Decine di vittime tra manifestanti e forze dell’ordine, oltre 3000 arresti. Truppe russe entrate nel paese
«Nessun negoziato con i banditi armati che hanno messo a soqquadro il paese, verranno eliminati». Il presidente kazako Kassym-Jomart Tokayev non ha intenzione di cedere di un millimetro nelle proteste che stanno devastando il suo paese. In un discorso televisivo alla nazione, il terzo in tre giorni, Tokayev ha accusato dei disordini «militanti armati» e ha affermato di aver autorizzato contro di loro l’uso della forza letale . «Coloro che non si arrendono saranno eliminati», ha detto Tokayev, che ha fatto riferimento a circa 20.000 «terroristi». «Abbiamo ricostituito l’ordine costituzionale», ha proseguito il presidente, ma l’operazione antiterrorismo proseguirà fino alla totale distruzione dei militanti».
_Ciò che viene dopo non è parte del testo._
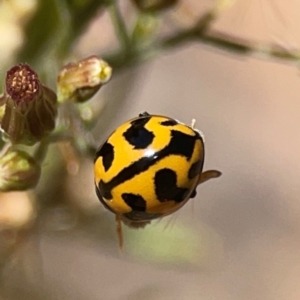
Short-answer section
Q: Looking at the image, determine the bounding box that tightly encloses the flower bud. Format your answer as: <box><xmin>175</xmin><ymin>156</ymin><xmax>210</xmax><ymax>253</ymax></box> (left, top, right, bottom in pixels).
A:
<box><xmin>57</xmin><ymin>56</ymin><xmax>112</xmax><ymax>103</ymax></box>
<box><xmin>1</xmin><ymin>64</ymin><xmax>57</xmax><ymax>145</ymax></box>
<box><xmin>132</xmin><ymin>0</ymin><xmax>178</xmax><ymax>12</ymax></box>
<box><xmin>0</xmin><ymin>150</ymin><xmax>41</xmax><ymax>192</ymax></box>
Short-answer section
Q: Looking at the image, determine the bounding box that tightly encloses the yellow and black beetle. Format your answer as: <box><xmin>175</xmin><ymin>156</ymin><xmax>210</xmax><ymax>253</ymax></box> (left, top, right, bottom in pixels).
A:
<box><xmin>94</xmin><ymin>112</ymin><xmax>221</xmax><ymax>247</ymax></box>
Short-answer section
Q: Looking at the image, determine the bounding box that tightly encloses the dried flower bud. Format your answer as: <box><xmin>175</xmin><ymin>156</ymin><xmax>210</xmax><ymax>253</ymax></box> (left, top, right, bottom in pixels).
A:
<box><xmin>132</xmin><ymin>0</ymin><xmax>178</xmax><ymax>12</ymax></box>
<box><xmin>0</xmin><ymin>150</ymin><xmax>41</xmax><ymax>192</ymax></box>
<box><xmin>1</xmin><ymin>64</ymin><xmax>57</xmax><ymax>145</ymax></box>
<box><xmin>57</xmin><ymin>56</ymin><xmax>112</xmax><ymax>103</ymax></box>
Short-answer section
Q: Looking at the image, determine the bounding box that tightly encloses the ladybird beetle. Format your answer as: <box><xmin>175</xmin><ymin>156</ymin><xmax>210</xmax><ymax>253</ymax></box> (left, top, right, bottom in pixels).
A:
<box><xmin>94</xmin><ymin>112</ymin><xmax>221</xmax><ymax>247</ymax></box>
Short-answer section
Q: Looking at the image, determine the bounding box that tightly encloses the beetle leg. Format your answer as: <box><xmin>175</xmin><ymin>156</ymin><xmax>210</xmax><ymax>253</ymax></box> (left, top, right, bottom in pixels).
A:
<box><xmin>198</xmin><ymin>170</ymin><xmax>222</xmax><ymax>185</ymax></box>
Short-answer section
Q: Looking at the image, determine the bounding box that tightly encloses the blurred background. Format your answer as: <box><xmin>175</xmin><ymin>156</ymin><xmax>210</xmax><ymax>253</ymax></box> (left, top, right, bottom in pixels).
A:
<box><xmin>0</xmin><ymin>0</ymin><xmax>300</xmax><ymax>300</ymax></box>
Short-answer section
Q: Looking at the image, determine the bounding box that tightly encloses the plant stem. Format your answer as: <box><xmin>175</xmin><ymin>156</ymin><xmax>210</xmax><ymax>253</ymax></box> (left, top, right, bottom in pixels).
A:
<box><xmin>107</xmin><ymin>1</ymin><xmax>131</xmax><ymax>53</ymax></box>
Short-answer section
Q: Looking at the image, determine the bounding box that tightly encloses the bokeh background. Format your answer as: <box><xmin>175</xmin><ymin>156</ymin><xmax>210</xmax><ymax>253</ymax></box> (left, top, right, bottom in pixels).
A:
<box><xmin>0</xmin><ymin>0</ymin><xmax>300</xmax><ymax>300</ymax></box>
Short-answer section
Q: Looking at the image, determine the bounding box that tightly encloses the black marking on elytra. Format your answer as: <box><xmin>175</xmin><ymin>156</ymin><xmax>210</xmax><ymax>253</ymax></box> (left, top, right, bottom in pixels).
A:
<box><xmin>160</xmin><ymin>119</ymin><xmax>178</xmax><ymax>126</ymax></box>
<box><xmin>99</xmin><ymin>130</ymin><xmax>202</xmax><ymax>199</ymax></box>
<box><xmin>122</xmin><ymin>210</ymin><xmax>163</xmax><ymax>221</ymax></box>
<box><xmin>123</xmin><ymin>125</ymin><xmax>154</xmax><ymax>149</ymax></box>
<box><xmin>96</xmin><ymin>142</ymin><xmax>115</xmax><ymax>172</ymax></box>
<box><xmin>139</xmin><ymin>111</ymin><xmax>150</xmax><ymax>117</ymax></box>
<box><xmin>154</xmin><ymin>169</ymin><xmax>188</xmax><ymax>202</ymax></box>
<box><xmin>188</xmin><ymin>159</ymin><xmax>203</xmax><ymax>179</ymax></box>
<box><xmin>122</xmin><ymin>193</ymin><xmax>146</xmax><ymax>211</ymax></box>
<box><xmin>95</xmin><ymin>186</ymin><xmax>114</xmax><ymax>212</ymax></box>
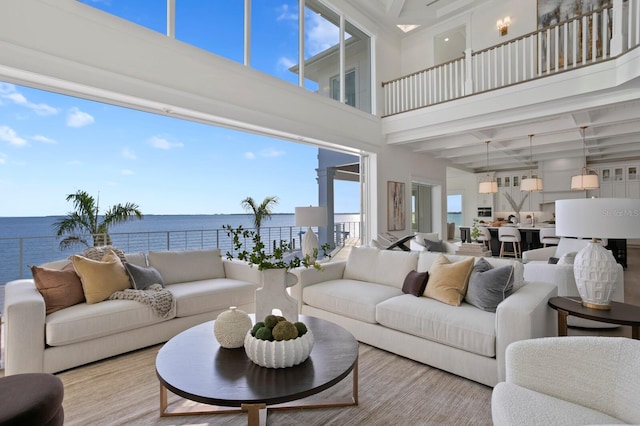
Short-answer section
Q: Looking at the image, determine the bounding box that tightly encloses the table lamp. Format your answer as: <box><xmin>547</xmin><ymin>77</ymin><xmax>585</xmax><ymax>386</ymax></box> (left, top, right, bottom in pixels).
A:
<box><xmin>296</xmin><ymin>206</ymin><xmax>327</xmax><ymax>262</ymax></box>
<box><xmin>556</xmin><ymin>198</ymin><xmax>640</xmax><ymax>309</ymax></box>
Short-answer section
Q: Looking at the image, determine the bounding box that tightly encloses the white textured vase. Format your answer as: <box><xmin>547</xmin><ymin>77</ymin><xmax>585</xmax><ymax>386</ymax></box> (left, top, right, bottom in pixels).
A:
<box><xmin>573</xmin><ymin>242</ymin><xmax>618</xmax><ymax>309</ymax></box>
<box><xmin>213</xmin><ymin>306</ymin><xmax>252</xmax><ymax>349</ymax></box>
<box><xmin>256</xmin><ymin>269</ymin><xmax>298</xmax><ymax>322</ymax></box>
<box><xmin>244</xmin><ymin>330</ymin><xmax>314</xmax><ymax>368</ymax></box>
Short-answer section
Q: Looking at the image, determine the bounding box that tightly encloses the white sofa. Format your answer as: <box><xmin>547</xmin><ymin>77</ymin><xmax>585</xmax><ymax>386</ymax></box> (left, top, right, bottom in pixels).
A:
<box><xmin>292</xmin><ymin>247</ymin><xmax>557</xmax><ymax>386</ymax></box>
<box><xmin>4</xmin><ymin>249</ymin><xmax>259</xmax><ymax>375</ymax></box>
<box><xmin>522</xmin><ymin>238</ymin><xmax>624</xmax><ymax>328</ymax></box>
<box><xmin>491</xmin><ymin>336</ymin><xmax>640</xmax><ymax>426</ymax></box>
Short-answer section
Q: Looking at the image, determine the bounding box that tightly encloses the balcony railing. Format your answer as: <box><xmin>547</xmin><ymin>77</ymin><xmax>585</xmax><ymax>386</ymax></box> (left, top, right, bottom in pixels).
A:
<box><xmin>382</xmin><ymin>0</ymin><xmax>640</xmax><ymax>116</ymax></box>
<box><xmin>0</xmin><ymin>222</ymin><xmax>360</xmax><ymax>285</ymax></box>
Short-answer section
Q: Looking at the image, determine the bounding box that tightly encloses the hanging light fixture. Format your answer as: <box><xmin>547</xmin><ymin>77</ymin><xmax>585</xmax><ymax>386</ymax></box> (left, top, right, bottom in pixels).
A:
<box><xmin>571</xmin><ymin>126</ymin><xmax>600</xmax><ymax>191</ymax></box>
<box><xmin>478</xmin><ymin>141</ymin><xmax>498</xmax><ymax>194</ymax></box>
<box><xmin>520</xmin><ymin>135</ymin><xmax>542</xmax><ymax>192</ymax></box>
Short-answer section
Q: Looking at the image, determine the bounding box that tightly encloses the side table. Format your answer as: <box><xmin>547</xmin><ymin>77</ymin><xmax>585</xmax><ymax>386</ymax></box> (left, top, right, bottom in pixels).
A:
<box><xmin>548</xmin><ymin>297</ymin><xmax>640</xmax><ymax>339</ymax></box>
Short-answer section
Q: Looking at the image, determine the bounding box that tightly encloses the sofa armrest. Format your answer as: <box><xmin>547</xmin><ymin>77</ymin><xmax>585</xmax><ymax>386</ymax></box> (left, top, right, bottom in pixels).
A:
<box><xmin>496</xmin><ymin>282</ymin><xmax>558</xmax><ymax>381</ymax></box>
<box><xmin>289</xmin><ymin>261</ymin><xmax>347</xmax><ymax>312</ymax></box>
<box><xmin>522</xmin><ymin>247</ymin><xmax>556</xmax><ymax>263</ymax></box>
<box><xmin>222</xmin><ymin>259</ymin><xmax>261</xmax><ymax>285</ymax></box>
<box><xmin>4</xmin><ymin>280</ymin><xmax>46</xmax><ymax>376</ymax></box>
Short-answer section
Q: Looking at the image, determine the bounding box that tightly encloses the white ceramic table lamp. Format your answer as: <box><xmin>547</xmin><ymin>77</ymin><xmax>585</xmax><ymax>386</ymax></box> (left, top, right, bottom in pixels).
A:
<box><xmin>556</xmin><ymin>198</ymin><xmax>640</xmax><ymax>309</ymax></box>
<box><xmin>296</xmin><ymin>206</ymin><xmax>327</xmax><ymax>261</ymax></box>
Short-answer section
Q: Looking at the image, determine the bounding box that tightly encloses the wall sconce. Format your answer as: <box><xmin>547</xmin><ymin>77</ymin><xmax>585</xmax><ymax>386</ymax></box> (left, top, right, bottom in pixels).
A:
<box><xmin>496</xmin><ymin>16</ymin><xmax>511</xmax><ymax>36</ymax></box>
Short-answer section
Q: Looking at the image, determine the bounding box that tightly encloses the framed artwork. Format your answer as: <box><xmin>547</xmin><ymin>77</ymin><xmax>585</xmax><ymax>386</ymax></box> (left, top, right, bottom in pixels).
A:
<box><xmin>387</xmin><ymin>181</ymin><xmax>405</xmax><ymax>231</ymax></box>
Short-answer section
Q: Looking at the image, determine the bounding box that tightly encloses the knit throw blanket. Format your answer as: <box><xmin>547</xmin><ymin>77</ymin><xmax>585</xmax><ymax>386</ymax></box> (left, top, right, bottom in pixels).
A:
<box><xmin>109</xmin><ymin>284</ymin><xmax>176</xmax><ymax>319</ymax></box>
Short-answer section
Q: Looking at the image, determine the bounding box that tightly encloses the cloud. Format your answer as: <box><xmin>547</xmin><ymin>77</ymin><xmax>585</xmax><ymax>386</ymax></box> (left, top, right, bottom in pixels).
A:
<box><xmin>122</xmin><ymin>147</ymin><xmax>138</xmax><ymax>160</ymax></box>
<box><xmin>305</xmin><ymin>12</ymin><xmax>340</xmax><ymax>56</ymax></box>
<box><xmin>278</xmin><ymin>56</ymin><xmax>298</xmax><ymax>70</ymax></box>
<box><xmin>0</xmin><ymin>126</ymin><xmax>27</xmax><ymax>146</ymax></box>
<box><xmin>148</xmin><ymin>136</ymin><xmax>184</xmax><ymax>150</ymax></box>
<box><xmin>67</xmin><ymin>107</ymin><xmax>95</xmax><ymax>127</ymax></box>
<box><xmin>260</xmin><ymin>148</ymin><xmax>286</xmax><ymax>158</ymax></box>
<box><xmin>0</xmin><ymin>83</ymin><xmax>59</xmax><ymax>116</ymax></box>
<box><xmin>31</xmin><ymin>135</ymin><xmax>58</xmax><ymax>143</ymax></box>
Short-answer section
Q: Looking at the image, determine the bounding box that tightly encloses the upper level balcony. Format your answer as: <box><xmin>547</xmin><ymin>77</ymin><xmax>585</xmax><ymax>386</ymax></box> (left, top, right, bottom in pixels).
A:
<box><xmin>382</xmin><ymin>0</ymin><xmax>640</xmax><ymax>171</ymax></box>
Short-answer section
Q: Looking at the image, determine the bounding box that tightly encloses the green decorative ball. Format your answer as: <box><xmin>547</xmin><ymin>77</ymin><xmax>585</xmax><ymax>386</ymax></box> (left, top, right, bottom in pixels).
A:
<box><xmin>272</xmin><ymin>321</ymin><xmax>298</xmax><ymax>341</ymax></box>
<box><xmin>293</xmin><ymin>321</ymin><xmax>307</xmax><ymax>336</ymax></box>
<box><xmin>264</xmin><ymin>315</ymin><xmax>279</xmax><ymax>329</ymax></box>
<box><xmin>251</xmin><ymin>321</ymin><xmax>264</xmax><ymax>337</ymax></box>
<box><xmin>256</xmin><ymin>327</ymin><xmax>273</xmax><ymax>340</ymax></box>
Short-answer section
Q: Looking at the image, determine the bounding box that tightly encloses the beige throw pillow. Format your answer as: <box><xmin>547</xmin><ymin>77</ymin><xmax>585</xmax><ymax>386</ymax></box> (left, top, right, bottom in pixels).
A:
<box><xmin>424</xmin><ymin>254</ymin><xmax>475</xmax><ymax>306</ymax></box>
<box><xmin>71</xmin><ymin>250</ymin><xmax>131</xmax><ymax>304</ymax></box>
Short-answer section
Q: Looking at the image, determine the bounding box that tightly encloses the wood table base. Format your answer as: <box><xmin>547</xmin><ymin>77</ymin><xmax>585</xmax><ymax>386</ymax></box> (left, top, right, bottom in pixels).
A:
<box><xmin>160</xmin><ymin>359</ymin><xmax>358</xmax><ymax>426</ymax></box>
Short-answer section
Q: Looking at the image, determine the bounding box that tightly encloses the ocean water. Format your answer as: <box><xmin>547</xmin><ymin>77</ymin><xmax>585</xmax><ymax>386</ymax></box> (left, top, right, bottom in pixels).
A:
<box><xmin>0</xmin><ymin>214</ymin><xmax>360</xmax><ymax>285</ymax></box>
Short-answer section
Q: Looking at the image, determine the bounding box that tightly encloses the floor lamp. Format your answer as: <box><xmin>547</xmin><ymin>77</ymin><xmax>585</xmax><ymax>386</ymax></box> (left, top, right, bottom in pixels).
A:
<box><xmin>556</xmin><ymin>198</ymin><xmax>640</xmax><ymax>309</ymax></box>
<box><xmin>296</xmin><ymin>206</ymin><xmax>327</xmax><ymax>262</ymax></box>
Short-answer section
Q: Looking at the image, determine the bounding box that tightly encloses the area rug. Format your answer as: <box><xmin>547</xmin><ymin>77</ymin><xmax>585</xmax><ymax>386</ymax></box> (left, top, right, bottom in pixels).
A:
<box><xmin>58</xmin><ymin>342</ymin><xmax>491</xmax><ymax>426</ymax></box>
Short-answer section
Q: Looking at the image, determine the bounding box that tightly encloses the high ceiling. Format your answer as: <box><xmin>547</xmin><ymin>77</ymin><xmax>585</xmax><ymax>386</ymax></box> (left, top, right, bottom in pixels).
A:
<box><xmin>353</xmin><ymin>0</ymin><xmax>640</xmax><ymax>171</ymax></box>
Tokayev ha poi ringraziato il presidente russo Putin per il sostegno fornito in riferimento all’invio, già in corso, delle «forze di pace» di Mosca. Truppe aerotrasportate del contingente Csto, l’Organizzazione del trattato per la sicurezza collettiva firmato una trentina di anni fa da sei ex repubbliche sovietiche guidate da Mosca (oltre a Kazakhstan e Federazione Russa sono Bielorussia, Armenia, Tagikistan e Kirghizistan) ed entrato in funzione per la prima volta dalla sua costituzione. «Una forza di mantenimento della pace dell’Organizzazione del trattato di sicurezza collettiva (Csto) è arrivata in Kazakistan e ci resterà per un periodo limitato», ha spiegato il presidente, «fino a quando verrà garantita la protezione delle strutture strategiche».
La situazione nel paese, nonostante le rassicurazioni del capo dello Stato, è ancora fuori controllo: i numeri ufficiali snocciolati dal ministro dell’interno kazako riportano l’uccisione di 26 manifestanti, definiti «criminali armati», e oltre 3.000 arresti. Negli scontri sono morti 18 agenti delle forze di sicurezza e altri 748 sono rimasti feriti. Ma è solo la punta dell’iceberg: impossibile tracciare una fotografia precisa del caos che continua a imperversare nella ex repubblica sovietica: Almaty, centro dei disordini scoppiati a causa dell’aumento dei prezzi del carburante ma trasformatisi rapidamente in una aperta contestazione nei confronti del governo, è una città fantasma. L’immagine simbolo della vera e propria guerriglia in atto è quella del municipio della città, distrutto e annerito dalle fiamme.